The Madoff scandal is a prime example of the efficient markets theory in action. Supposedly sophisticated investment houses (HSBC, Santander, Bramdean, etc etc) got it totally wrong, assuming that someone else in the market had done the required due diligence (they hadn’t), and/ or that they could follow the other sophisticated investors who invested with Madoff, and/or that if there was any issues the regulators would have picked it up. And so they charged huge fees for doing nothing.
We now face an extended period of weakness, a Depression, with the possibility of seriously damaging deflation, as the root cause, the underlying imbalances, still has not been sorted out. Simply put the West has been and is living beyond its means on borrowings from the East (particularly, but not exclusively, China).
But why did all this happen now?
Bootle attributes it to two key factors that were ignored — the lessons of Keynes and the way human nature really works in economic and financial matters. Both are interlinked. The lessons of Keynes in three areas are now being relearned by most economists and unfortunately by the rest of us: economic activity is permeated by fundamental uncertainty; thus many of the major factors that hit the economy are psychological and depend critically on the level of confidence, which is not readily analyzable or predictable; consequently the modern economy is inherently unstable and fragile, particularly in a globalised world with instant communications of good and bad news.
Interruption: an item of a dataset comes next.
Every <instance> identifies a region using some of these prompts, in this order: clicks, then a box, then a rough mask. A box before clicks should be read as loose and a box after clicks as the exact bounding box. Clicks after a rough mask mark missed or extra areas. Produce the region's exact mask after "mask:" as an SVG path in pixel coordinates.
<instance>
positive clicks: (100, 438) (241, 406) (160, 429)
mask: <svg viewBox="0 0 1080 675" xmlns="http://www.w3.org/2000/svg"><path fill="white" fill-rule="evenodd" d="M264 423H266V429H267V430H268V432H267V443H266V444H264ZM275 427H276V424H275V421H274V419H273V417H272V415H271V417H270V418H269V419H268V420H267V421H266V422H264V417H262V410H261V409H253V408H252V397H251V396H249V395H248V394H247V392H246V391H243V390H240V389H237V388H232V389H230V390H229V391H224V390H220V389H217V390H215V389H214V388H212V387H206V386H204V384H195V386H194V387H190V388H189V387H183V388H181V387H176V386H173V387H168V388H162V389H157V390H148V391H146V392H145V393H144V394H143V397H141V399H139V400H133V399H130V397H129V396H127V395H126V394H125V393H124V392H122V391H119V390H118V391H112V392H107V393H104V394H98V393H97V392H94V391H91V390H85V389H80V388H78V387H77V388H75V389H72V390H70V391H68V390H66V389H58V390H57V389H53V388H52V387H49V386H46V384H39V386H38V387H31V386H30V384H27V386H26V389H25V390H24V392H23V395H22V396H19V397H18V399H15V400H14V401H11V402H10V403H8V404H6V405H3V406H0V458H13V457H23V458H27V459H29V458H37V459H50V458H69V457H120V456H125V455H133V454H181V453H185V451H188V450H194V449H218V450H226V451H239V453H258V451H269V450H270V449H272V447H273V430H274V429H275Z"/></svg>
This leads Bootle to a conclusion which is clearly correct, but only dimly being understood now by investors, members of pension schemes, and property owners. There is no determinate value for “real wealth”. How wealthy a country is depends on its feelings and expectations. So far from being real, real wealth is in fact completely psychological: ” Our wealth is simply what we collectively think it is. As such, it can go up and down with our whims and emotions-and it does.” As he brilliantly puts it, is now well past the time when we should lay “Homo Economicus” to rest.
Noting Keynes famous aphorism that “the market can stay irrational for longer than you can stay solvent”, Bootle shows how one can survive the downturn and prosper in the hoped for recovery. He quantifies the likely movements in house prices (for Ireland a fall of apparently something between 50% and 60%) with an eventual 15% temporary price drop below fair value. He clearly does not think a Nama- type solution will succeed – it breeds uncertainty and a lack of confidence, which inhibits recovery, leaving the taxpayer effectively holding the banks’ liabilities but not fully sharing in the upside.
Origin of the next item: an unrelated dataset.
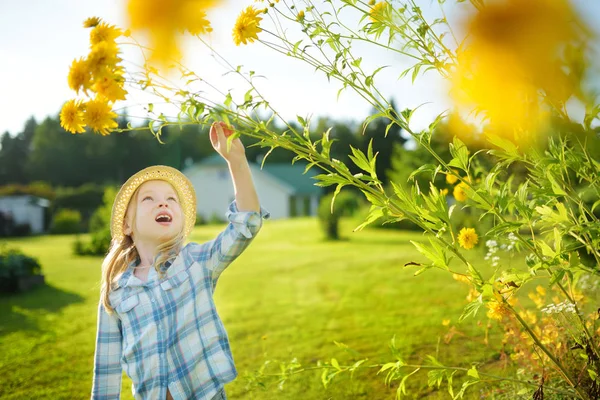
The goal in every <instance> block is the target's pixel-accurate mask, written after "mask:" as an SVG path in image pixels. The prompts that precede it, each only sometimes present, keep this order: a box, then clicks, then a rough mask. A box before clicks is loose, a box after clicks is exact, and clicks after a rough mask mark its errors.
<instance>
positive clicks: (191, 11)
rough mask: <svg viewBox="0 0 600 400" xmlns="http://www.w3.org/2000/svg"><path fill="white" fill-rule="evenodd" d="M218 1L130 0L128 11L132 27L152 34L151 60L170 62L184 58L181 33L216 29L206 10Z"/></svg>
mask: <svg viewBox="0 0 600 400" xmlns="http://www.w3.org/2000/svg"><path fill="white" fill-rule="evenodd" d="M217 3H219V2H218V1H216V0H129V1H128V4H127V14H128V16H129V22H130V27H131V29H132V30H144V31H147V32H148V33H149V36H150V42H151V45H150V47H152V49H153V51H152V54H151V60H153V61H156V62H158V63H160V64H162V65H167V63H168V62H170V61H171V60H172V59H179V58H180V57H181V54H180V51H179V44H178V41H177V36H178V35H179V32H182V31H189V32H190V33H192V34H194V35H196V34H199V33H204V32H210V31H211V30H212V29H211V28H210V24H209V22H208V21H207V20H206V11H207V10H208V9H209V8H211V7H213V6H214V5H216V4H217Z"/></svg>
He predicts low interest rates for some time, notes the dangers of corporate bonds and the risks to indexed bonds, the attractiveness of equities (other than the US) longer term but possibly not now, with their performance fundamentally dependent on how the world and local economies develop (which is very uncertain).
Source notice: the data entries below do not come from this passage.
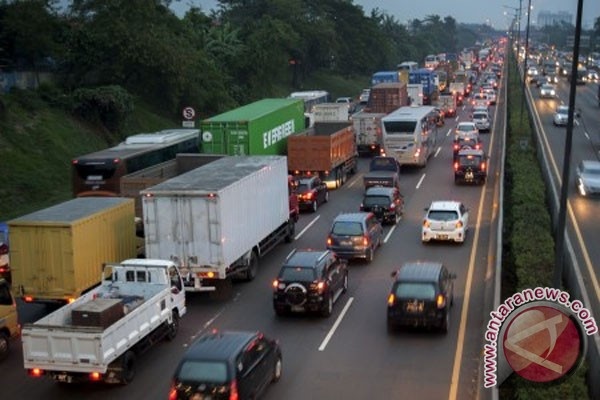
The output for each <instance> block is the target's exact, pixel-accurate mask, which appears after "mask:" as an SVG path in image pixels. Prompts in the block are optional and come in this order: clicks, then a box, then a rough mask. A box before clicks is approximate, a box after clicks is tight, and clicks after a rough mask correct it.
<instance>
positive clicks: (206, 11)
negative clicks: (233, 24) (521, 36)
mask: <svg viewBox="0 0 600 400" xmlns="http://www.w3.org/2000/svg"><path fill="white" fill-rule="evenodd" d="M519 1H521V4H522V10H523V11H522V15H523V19H522V21H521V23H522V24H526V23H527V18H526V17H525V11H526V9H527V5H528V2H529V1H531V6H532V13H531V20H530V23H531V24H532V25H535V23H536V21H535V20H536V18H537V14H538V12H540V11H550V12H559V11H566V12H569V13H571V14H572V15H573V20H572V22H573V25H575V17H576V15H577V3H578V1H577V0H354V4H356V5H360V6H362V7H363V9H364V10H365V14H367V15H369V14H370V12H371V10H372V9H373V8H379V9H380V10H382V11H386V12H387V13H388V14H390V15H392V16H394V17H395V18H396V19H397V20H398V21H400V22H401V23H405V22H406V21H408V20H411V19H424V18H425V17H427V16H428V15H434V14H435V15H439V16H440V17H442V18H444V17H447V16H451V17H453V18H454V19H455V20H456V21H457V22H459V23H481V24H489V25H492V26H493V27H494V28H495V29H499V30H502V29H507V28H508V26H509V25H510V22H511V20H512V18H513V17H514V15H515V14H516V9H517V8H518V7H519ZM582 1H583V13H582V25H583V28H584V29H591V28H592V27H593V24H594V20H595V19H596V18H597V17H599V16H600V0H582ZM217 4H218V3H217V1H216V0H173V6H172V8H173V10H174V11H175V12H176V13H177V14H178V15H183V14H184V13H185V11H186V10H187V9H188V8H189V6H190V5H193V6H196V7H200V8H201V9H202V10H203V11H204V12H206V13H208V11H210V10H211V9H212V8H216V7H217Z"/></svg>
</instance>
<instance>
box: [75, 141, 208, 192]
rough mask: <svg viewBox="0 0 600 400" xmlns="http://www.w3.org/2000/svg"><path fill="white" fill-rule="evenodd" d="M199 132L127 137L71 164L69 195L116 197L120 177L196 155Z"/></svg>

He does not see commodities as a good bet for a number of reasons including his expectation of how China will develop, and possible restrictions on using commodities as a vehicle for investment.
Finally here his key moral is that minimising charges and costs on all investments is not some marginal extra but the sine qua non of successful investing. The other side of this cost issue is the investment industry which he sees as due for a shakeup, too many people earning too much money, and delivering poor service to their clients.
There is much else in this must- read book if you wish to understand our likely future.